Abacteremic sepsis is frequent in intensive care units, and is closely associated with the development of adult respiratory distress syndrome (ARDS) and multiple systems organ failure (MSOF). It carries a high mortality. The gut is thought to be the "motor" of such septic states and the first step of a "gut-liver-lung axis". Shock of any type or sepsis can by themselves lead to increased permeability of the intestinal mucosal barrier. This, in turn, may promote bacterial translocation, i.e. the passage of bacteria or bacterial products such as endotoxin from the lumen of the gut into the portal bloodstream.
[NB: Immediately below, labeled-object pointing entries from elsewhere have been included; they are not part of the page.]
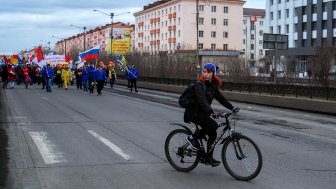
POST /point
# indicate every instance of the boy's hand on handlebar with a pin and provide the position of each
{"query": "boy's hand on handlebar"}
(215, 116)
(235, 110)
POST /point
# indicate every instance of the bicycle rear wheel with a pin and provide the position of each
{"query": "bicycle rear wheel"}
(179, 153)
(241, 158)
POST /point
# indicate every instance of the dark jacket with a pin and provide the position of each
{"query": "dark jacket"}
(204, 95)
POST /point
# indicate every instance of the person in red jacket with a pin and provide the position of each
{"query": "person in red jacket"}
(26, 77)
(11, 76)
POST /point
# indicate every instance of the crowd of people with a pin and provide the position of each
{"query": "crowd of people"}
(87, 78)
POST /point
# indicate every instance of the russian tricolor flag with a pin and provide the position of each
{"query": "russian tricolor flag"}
(90, 54)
When such products reach the liver, activation of Küpffer cells occurs, resulting in the secretion of pro-inflammatory and hypotensive mediators. The latter are mainly the tumor necrosis factor-alpha and interleukins-1 and -6. These substances trigger many biologic cascades, and may explain the development of abacteremic septic states and MSOF. The mediators cause binding of polymorphonuclear neutrophils to pulmonary endothelial cells, and their degranulation. In addition, they activate local and systemic coagulation mechanisms. This explains the morphological changes observed in early sepsis-induced ARDS, i.e. pulmonary edema, vascular thrombosis and hemorrhages. Studies are currently in progress in an attempt to limit bacterial and endotoxin translocation and the action of the mediators.